26 November 2015
You’ve procrastinated for who knows how long, and you’re arriving at the point where, if you don’t start studying now, you’ll go into the test with a head devoid of information. You probably know this already, but this happens to everyone. As long as you don’t make a habit out of it, you’re fine. You’ll have a chance to reflect on what you did and why it was bad later on, now let’s focus on getting you through the test with a passing grade.
Get Your Space Ready
If you can, go to a public space. Even though it’s been well-documented in the Internet that people can fall asleep pretty much anywhere, you should make sleeping an unappealing option by placing yourself as far away as possible from your bed. If you can’t go to a cafe or library, make sure you make yourself as uncomfortable as possible to stave off sleep. Don’t wear sweatpants, don’t sit in a chair you can lay in, and stay as far away from pillows as possible. Clean your desk and use it.
Get everything ready, including but not limited to: textbooks, notes, writing utensils, something to drink and something to snack on. Ideally, you’ll be sitting at this desk without getting up for awhile, so try and prepare everything beforehand.
You have to strike a balance between breaks and working, so set a timer for 50 minutes, and don’t lift your head from that textbook before it’s up. As soon as time’s up, get up and move! Go to the bathroom, make some tea or just walk around for a bit to give yourself some energy.

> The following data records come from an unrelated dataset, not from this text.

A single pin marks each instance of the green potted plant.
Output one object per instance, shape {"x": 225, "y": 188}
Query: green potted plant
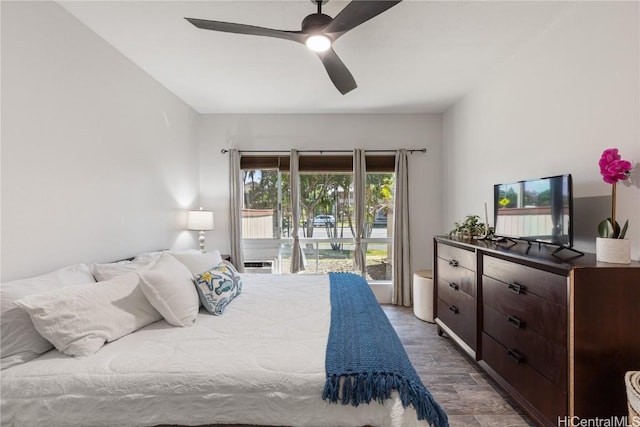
{"x": 470, "y": 227}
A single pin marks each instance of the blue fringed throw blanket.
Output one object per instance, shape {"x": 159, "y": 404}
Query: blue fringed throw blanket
{"x": 365, "y": 359}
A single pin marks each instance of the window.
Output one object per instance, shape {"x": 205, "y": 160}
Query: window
{"x": 326, "y": 229}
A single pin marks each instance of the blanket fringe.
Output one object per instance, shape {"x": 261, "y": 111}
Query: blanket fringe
{"x": 355, "y": 389}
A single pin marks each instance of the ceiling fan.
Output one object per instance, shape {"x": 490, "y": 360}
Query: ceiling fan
{"x": 318, "y": 32}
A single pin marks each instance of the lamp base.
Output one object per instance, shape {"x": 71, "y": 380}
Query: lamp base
{"x": 201, "y": 240}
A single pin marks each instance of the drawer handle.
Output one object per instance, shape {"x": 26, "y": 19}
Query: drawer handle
{"x": 515, "y": 322}
{"x": 515, "y": 356}
{"x": 518, "y": 289}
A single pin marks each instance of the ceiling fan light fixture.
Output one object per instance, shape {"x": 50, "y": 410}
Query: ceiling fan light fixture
{"x": 318, "y": 43}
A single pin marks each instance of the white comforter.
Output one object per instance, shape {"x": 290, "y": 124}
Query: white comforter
{"x": 262, "y": 362}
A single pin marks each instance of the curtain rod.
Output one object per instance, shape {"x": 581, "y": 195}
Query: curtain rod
{"x": 412, "y": 150}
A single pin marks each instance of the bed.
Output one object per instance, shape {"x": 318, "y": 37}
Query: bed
{"x": 262, "y": 362}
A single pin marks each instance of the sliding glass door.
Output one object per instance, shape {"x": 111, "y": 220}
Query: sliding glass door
{"x": 326, "y": 228}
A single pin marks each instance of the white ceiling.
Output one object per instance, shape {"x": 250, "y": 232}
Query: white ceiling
{"x": 418, "y": 57}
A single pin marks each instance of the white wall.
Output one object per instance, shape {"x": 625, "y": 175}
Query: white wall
{"x": 340, "y": 131}
{"x": 98, "y": 160}
{"x": 552, "y": 108}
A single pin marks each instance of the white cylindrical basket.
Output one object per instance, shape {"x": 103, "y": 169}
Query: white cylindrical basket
{"x": 423, "y": 295}
{"x": 616, "y": 251}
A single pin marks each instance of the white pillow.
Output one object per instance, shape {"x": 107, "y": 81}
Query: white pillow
{"x": 109, "y": 271}
{"x": 169, "y": 288}
{"x": 20, "y": 341}
{"x": 78, "y": 320}
{"x": 198, "y": 262}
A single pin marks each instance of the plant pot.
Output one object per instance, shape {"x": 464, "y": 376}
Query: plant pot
{"x": 617, "y": 251}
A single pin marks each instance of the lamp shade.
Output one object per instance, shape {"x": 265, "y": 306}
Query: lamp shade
{"x": 200, "y": 220}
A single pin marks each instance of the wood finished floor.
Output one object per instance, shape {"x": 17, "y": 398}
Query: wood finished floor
{"x": 468, "y": 396}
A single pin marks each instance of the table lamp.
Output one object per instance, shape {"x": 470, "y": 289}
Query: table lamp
{"x": 201, "y": 221}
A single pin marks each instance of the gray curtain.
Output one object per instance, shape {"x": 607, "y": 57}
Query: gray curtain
{"x": 401, "y": 252}
{"x": 235, "y": 209}
{"x": 297, "y": 263}
{"x": 359, "y": 181}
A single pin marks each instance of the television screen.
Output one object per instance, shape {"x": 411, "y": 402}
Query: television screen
{"x": 538, "y": 210}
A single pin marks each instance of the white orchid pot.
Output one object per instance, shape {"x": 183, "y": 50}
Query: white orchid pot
{"x": 617, "y": 251}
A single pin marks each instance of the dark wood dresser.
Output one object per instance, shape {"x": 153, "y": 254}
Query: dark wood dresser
{"x": 557, "y": 332}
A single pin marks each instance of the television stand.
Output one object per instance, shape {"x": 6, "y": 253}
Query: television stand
{"x": 569, "y": 248}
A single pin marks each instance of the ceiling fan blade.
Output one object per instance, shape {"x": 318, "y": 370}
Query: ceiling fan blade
{"x": 230, "y": 27}
{"x": 338, "y": 72}
{"x": 356, "y": 13}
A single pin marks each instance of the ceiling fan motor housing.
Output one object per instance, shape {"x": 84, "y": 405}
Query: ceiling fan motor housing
{"x": 315, "y": 22}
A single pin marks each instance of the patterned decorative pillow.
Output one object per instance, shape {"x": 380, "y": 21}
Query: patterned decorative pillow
{"x": 218, "y": 286}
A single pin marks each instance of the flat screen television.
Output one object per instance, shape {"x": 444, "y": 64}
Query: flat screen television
{"x": 535, "y": 210}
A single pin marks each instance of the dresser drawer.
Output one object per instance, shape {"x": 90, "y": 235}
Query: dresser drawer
{"x": 457, "y": 256}
{"x": 457, "y": 277}
{"x": 550, "y": 286}
{"x": 540, "y": 353}
{"x": 540, "y": 315}
{"x": 460, "y": 316}
{"x": 530, "y": 384}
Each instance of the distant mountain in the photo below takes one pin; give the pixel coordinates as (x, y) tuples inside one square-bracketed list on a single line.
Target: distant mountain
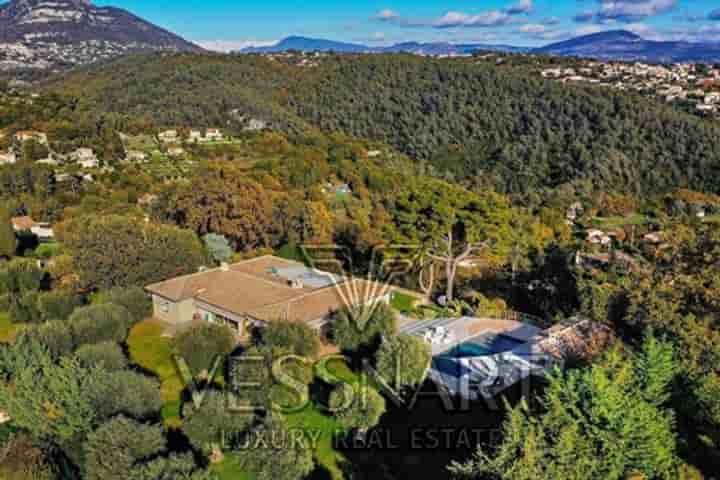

If you’re using a computer, don’t go on Facebook, Twitter or wherever else you prefer to waste time online. You’ll no doubt end up in a content vortex and won’t come out until an hour later. There’s no time to waste right now, so if you’re using anything with a screen to study, just leave it for the duration of the break.
When you have limited time to study, you can’t afford to read all the chapters in-depth. If you encounter some information that you can’t parse on your first read through and it’s not absolutely vital, it might be best to just move on. A lot of this process is basically going to be throwing information into your head, and hoping it sticks.

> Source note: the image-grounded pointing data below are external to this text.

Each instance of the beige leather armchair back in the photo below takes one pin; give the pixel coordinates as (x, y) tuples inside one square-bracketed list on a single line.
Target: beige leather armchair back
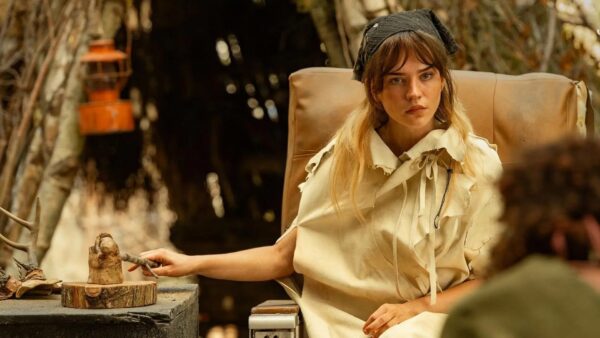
[(513, 112)]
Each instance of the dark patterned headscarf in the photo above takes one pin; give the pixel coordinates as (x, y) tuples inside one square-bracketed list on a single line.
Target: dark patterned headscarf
[(381, 28)]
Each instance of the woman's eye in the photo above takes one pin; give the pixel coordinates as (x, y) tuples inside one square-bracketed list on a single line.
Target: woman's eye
[(395, 80)]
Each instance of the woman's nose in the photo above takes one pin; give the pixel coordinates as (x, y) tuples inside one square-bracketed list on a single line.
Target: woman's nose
[(414, 90)]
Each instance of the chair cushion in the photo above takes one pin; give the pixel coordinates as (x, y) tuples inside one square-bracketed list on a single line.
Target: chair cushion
[(513, 112)]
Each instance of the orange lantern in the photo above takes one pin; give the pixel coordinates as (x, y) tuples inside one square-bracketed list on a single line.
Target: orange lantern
[(106, 74)]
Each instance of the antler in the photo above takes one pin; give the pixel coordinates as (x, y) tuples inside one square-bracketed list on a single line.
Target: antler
[(33, 227)]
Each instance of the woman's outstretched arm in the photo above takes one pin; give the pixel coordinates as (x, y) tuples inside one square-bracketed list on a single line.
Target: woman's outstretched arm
[(256, 264)]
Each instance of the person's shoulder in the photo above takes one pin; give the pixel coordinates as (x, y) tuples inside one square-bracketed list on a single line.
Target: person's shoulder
[(485, 157), (314, 162)]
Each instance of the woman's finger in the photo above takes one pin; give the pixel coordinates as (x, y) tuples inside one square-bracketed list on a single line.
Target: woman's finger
[(378, 323)]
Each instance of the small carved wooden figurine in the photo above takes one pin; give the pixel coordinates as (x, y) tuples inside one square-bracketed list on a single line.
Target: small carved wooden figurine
[(105, 261), (105, 287)]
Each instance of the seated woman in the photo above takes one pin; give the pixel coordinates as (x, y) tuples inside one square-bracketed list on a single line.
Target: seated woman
[(546, 276), (396, 210)]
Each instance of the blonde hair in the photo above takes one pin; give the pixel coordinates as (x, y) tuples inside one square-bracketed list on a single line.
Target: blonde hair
[(351, 153)]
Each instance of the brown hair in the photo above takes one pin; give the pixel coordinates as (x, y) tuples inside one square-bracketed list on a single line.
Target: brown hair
[(551, 190), (351, 153)]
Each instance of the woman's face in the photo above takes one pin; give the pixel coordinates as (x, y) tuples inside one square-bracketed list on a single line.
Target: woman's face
[(411, 94)]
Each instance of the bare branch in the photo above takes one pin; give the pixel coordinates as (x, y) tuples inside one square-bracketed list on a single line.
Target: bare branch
[(6, 24), (18, 137), (549, 40), (15, 245), (20, 221)]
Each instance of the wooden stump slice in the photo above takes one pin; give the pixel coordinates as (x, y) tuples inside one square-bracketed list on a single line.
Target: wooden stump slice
[(96, 296)]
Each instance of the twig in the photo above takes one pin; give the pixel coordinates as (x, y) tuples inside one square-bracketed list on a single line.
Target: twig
[(18, 137), (148, 264), (33, 227), (7, 22), (51, 28)]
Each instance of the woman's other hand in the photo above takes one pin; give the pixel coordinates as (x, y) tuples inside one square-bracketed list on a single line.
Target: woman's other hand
[(389, 315), (173, 264)]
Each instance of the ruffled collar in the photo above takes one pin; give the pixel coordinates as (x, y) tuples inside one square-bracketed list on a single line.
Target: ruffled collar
[(438, 139)]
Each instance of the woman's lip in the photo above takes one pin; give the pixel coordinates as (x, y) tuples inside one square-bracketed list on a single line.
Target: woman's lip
[(414, 109)]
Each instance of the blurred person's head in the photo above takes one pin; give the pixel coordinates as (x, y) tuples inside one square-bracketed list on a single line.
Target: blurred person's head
[(551, 204)]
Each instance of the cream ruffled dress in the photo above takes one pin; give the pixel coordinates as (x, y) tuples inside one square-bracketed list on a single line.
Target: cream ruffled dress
[(422, 235)]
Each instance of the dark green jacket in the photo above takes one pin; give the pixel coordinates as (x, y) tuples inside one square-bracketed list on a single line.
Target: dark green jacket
[(538, 298)]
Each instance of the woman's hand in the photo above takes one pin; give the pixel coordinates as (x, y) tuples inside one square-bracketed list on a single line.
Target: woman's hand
[(389, 315), (173, 264)]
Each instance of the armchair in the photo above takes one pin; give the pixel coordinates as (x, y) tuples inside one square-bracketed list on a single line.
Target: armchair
[(513, 112)]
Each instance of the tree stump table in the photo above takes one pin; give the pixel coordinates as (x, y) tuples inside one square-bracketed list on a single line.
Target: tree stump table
[(175, 314)]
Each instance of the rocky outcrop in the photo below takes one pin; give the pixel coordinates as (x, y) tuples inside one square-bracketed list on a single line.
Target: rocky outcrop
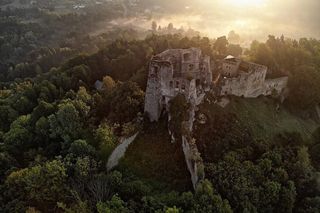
[(119, 152)]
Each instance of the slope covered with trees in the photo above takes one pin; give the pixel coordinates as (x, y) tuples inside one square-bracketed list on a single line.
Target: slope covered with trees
[(57, 131)]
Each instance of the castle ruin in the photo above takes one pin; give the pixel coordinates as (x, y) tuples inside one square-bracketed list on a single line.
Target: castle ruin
[(188, 72), (176, 71)]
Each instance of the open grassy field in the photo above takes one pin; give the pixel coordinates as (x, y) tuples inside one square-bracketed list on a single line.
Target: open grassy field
[(155, 159)]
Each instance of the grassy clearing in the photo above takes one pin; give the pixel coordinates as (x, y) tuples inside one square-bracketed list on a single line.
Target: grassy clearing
[(261, 116), (154, 159)]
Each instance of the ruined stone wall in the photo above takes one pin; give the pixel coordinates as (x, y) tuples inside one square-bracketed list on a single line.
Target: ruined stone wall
[(230, 68), (193, 160)]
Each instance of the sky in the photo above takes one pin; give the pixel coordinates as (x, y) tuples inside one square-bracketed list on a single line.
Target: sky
[(252, 19)]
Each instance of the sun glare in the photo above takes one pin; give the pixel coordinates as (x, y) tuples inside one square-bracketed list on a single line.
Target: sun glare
[(247, 3)]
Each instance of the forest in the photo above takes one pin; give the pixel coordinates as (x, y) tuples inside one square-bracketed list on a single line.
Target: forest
[(57, 131)]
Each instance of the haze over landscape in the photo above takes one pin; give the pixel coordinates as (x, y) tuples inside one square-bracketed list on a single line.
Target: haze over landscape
[(253, 19), (159, 106)]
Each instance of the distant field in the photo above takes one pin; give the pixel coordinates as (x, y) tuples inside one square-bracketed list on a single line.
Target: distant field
[(265, 121)]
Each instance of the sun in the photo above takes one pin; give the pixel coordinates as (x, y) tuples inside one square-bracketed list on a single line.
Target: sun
[(247, 3)]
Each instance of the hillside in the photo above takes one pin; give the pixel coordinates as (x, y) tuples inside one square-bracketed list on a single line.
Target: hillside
[(155, 159)]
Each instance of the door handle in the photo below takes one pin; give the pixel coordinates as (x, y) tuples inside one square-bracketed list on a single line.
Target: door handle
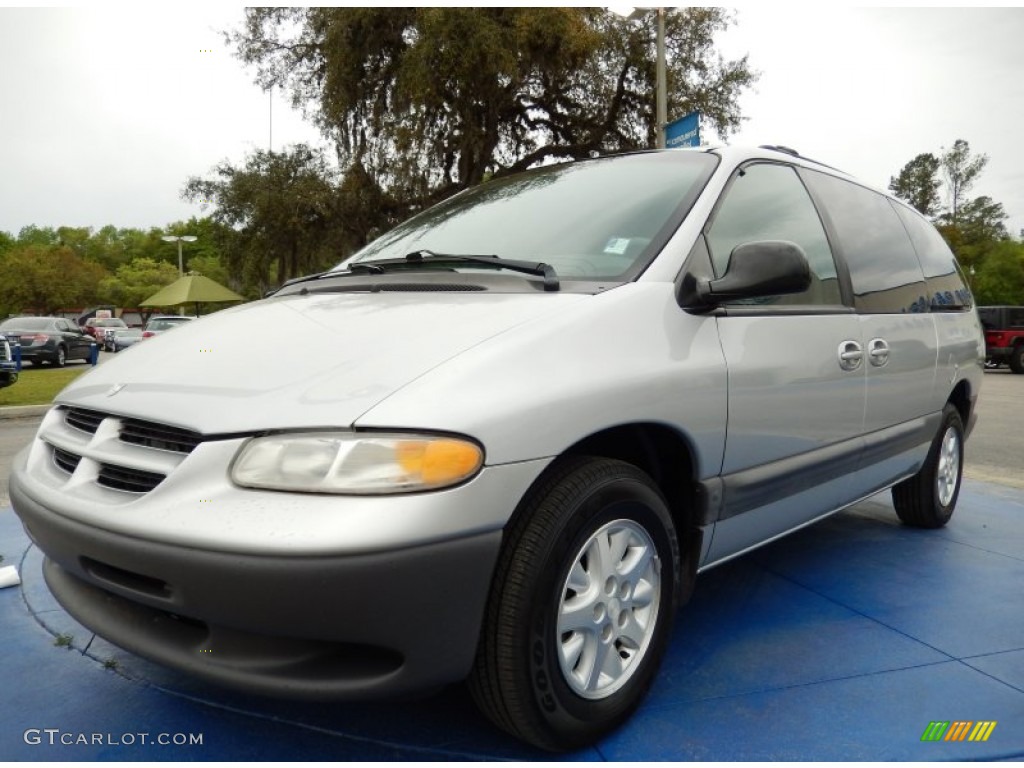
[(850, 355), (878, 352)]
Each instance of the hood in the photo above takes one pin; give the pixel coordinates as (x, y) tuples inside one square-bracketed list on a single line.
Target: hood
[(294, 361)]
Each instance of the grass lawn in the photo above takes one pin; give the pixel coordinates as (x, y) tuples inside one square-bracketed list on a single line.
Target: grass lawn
[(38, 386)]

Don’t use a highlighter. All the highly relevant information is probably going to be bolded or highlighted in another way in your textbook. Highlighting is for when you need to find stuff in a wall of text for later use, and with the time constraints that you’re under at most what you can hope is one thorough reading of the text. Yeah, it seems like some vague attempt at doing what students who don’t need to cram do, but highlighters are not magical.

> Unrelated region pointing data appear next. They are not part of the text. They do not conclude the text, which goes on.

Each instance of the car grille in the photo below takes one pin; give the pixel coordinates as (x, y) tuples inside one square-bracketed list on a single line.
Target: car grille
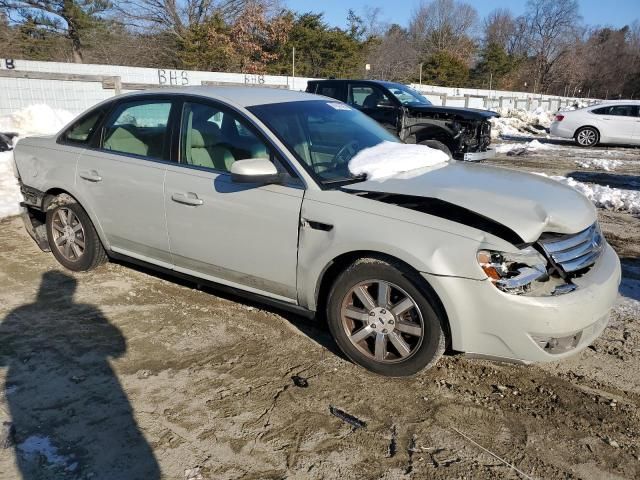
[(575, 252)]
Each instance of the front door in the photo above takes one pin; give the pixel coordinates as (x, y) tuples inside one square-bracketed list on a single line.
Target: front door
[(121, 180), (375, 102), (242, 235)]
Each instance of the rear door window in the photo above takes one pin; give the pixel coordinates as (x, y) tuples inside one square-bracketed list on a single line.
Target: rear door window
[(332, 91), (214, 138), (618, 110), (139, 128)]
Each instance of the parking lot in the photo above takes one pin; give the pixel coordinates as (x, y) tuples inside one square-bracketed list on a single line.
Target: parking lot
[(173, 381)]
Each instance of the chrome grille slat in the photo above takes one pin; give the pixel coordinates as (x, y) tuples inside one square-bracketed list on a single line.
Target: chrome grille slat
[(580, 263), (570, 254), (575, 252), (553, 246)]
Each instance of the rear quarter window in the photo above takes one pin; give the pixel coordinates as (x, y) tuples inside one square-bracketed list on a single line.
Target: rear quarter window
[(82, 129)]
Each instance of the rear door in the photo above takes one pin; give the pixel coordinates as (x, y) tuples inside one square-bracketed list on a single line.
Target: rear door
[(121, 178), (618, 123), (241, 235)]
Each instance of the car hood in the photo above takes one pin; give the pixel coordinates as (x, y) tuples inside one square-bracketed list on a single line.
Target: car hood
[(460, 112), (524, 203)]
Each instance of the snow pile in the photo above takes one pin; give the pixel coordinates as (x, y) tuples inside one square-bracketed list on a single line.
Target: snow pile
[(605, 197), (605, 164), (521, 148), (575, 106), (516, 122), (10, 196), (35, 119), (390, 158)]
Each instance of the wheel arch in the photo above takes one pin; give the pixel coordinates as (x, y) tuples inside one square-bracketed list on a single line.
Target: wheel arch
[(53, 192), (336, 266), (575, 133)]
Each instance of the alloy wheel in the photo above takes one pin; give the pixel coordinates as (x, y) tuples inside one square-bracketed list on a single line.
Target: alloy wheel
[(382, 321), (586, 137), (68, 234)]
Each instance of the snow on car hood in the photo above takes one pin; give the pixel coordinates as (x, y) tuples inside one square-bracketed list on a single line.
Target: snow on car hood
[(374, 161), (525, 203)]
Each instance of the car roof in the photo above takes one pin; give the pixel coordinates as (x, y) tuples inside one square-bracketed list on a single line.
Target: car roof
[(237, 95), (617, 102), (384, 83)]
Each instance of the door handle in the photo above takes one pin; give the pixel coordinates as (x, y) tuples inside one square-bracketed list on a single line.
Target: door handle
[(187, 199), (91, 176)]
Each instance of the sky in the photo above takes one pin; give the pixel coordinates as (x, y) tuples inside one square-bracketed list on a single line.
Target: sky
[(616, 13)]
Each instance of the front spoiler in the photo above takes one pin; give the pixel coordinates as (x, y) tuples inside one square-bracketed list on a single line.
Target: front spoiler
[(478, 156)]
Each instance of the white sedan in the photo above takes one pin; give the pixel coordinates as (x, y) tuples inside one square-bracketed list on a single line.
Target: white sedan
[(611, 122), (252, 190)]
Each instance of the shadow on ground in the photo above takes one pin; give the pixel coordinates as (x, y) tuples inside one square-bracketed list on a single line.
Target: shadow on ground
[(613, 180), (70, 414), (630, 286)]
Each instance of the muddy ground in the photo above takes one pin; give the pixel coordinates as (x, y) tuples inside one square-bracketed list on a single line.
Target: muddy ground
[(122, 374)]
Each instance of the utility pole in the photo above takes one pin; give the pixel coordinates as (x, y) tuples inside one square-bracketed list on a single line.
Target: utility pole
[(293, 67)]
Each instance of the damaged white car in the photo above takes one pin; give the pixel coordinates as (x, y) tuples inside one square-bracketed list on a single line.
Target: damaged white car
[(308, 204)]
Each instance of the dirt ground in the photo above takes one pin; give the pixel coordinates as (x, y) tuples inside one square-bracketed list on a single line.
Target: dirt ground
[(122, 374)]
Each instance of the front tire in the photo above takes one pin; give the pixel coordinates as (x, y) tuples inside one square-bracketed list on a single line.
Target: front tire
[(384, 318), (587, 137), (72, 237)]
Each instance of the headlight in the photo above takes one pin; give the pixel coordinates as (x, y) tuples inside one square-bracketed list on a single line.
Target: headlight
[(514, 272)]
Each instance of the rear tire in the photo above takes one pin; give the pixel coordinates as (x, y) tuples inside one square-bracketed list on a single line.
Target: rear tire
[(72, 237), (587, 137), (395, 333), (438, 145)]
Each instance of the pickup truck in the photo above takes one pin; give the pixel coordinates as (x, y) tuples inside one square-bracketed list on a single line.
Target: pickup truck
[(462, 133)]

After you finish each chapter, get a piece of paper and write down all the information that you think you will need when taking the test, in bullet point form, with headings and subheadings. This will do wonders for what information you retain, and you’ll quickly see what parts of the chapter you’ll need to revise to cover the gaps – if you have the time to do that, that is. Try these helpful memory improvement tecniques to memorize better!
Go to Bed
After you’ve done all your reading, drink a glass of water and head off for some sleep. You’ll need at least a power nap before the exam, since coming in with your brain fried from all the information you’ve been cramming into it won’t do any good.
After waking up and getting ready, read through your notes. If you read the textbook, the stuff you’ve written down should bring up related information. See? Results!
After it’s all over, take a look at how you got yourself in this situation. If you routinely have to cram for exams the night before, then it’s time to think about how you can reverse the habit. Resolve to always be on top of your reading and never turn in your homework late. Staying up all night to get a passing grade is a huge toll, and, in any case, barely passing every test you have shouldn’t be the way you spend your time in college.